"I cannot say," answered the young miner.
"Is it not your father?"
"My father, Mr. Starr? no."
"Some neighbor, then?"
"We have no neighbors in the bottom of the pit,"
replied Harry. "We are alone, quite alone."
"Well, we must let this intruder pass," said James Starr. "Those who
are descending must yield the path to those who are ascending."

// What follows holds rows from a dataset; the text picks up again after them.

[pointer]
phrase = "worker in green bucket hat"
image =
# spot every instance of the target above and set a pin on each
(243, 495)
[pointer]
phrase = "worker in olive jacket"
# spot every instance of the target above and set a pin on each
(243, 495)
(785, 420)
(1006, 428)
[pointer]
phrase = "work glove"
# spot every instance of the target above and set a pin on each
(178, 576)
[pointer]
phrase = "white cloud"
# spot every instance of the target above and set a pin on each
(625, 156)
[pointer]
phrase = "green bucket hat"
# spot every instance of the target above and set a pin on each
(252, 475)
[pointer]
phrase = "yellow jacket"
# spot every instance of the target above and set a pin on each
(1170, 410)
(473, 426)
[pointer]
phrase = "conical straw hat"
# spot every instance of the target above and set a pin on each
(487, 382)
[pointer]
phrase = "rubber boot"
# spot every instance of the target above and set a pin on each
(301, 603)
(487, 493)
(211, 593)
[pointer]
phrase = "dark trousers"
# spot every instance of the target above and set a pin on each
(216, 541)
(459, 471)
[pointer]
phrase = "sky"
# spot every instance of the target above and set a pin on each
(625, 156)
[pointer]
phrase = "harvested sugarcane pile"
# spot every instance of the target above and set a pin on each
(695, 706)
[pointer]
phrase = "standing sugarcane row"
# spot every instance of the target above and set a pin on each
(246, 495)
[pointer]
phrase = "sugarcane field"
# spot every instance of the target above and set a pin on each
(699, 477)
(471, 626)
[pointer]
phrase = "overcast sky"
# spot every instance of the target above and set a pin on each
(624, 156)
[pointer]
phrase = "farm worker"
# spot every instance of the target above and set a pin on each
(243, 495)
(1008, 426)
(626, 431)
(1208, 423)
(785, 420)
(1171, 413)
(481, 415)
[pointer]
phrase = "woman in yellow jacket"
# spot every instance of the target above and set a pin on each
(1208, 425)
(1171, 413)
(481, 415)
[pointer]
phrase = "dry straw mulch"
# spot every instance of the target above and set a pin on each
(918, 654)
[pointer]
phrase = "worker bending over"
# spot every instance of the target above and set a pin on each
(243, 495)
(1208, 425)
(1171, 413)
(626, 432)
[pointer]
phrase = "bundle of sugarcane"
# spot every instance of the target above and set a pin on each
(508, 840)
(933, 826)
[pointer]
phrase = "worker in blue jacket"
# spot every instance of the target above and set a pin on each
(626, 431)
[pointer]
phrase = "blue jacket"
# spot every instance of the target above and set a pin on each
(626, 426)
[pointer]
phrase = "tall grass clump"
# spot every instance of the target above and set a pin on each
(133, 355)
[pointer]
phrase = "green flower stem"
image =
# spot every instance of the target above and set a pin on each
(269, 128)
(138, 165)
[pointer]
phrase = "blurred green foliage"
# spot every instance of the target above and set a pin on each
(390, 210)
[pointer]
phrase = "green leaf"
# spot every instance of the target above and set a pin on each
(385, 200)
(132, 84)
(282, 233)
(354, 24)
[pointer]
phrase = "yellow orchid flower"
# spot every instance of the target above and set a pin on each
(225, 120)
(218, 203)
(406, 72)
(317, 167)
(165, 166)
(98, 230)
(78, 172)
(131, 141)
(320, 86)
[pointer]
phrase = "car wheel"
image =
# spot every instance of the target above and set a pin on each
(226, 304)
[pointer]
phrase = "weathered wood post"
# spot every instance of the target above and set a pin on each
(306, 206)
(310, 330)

They waited. The voice broke out again with a magnificent burst,
as if it had been carried through a vast speaking trumpet;
and soon a few words of a Scotch song came clearly to the ears
of the young miner.
"The Hundred Pipers!" cried Harry. "Well, I shall be much surprised
if that comes from the lungs of any man but Jack Ryan."
"And who is this Jack Ryan?" asked James Starr.
"An old mining comrade," replied Harry. Then leaning from
the platform, "Halloo! Jack!" he shouted.
"Is that you, Harry?" was the reply. "Wait a bit, I'm coming."
And the song broke forth again.
In a few minutes, a tall fellow of five and twenty, with a
merry face, smiling eyes, a laughing mouth, and sandy hair,
appeared at the bottom of the luminous cone which was thrown from
his lantern, and set foot on the landing of the fifteenth ladder.
His first act was to vigorously wring the hand which Harry
extended to him.
"Delighted to meet you!" he exclaimed. "If I had only known
you were to be above ground to-day, I would have spared myself
going down the Yarrow shaft!"
"This is Mr. James Starr," said Harry, turning his lamp towards
the engineer, who was in the shadow.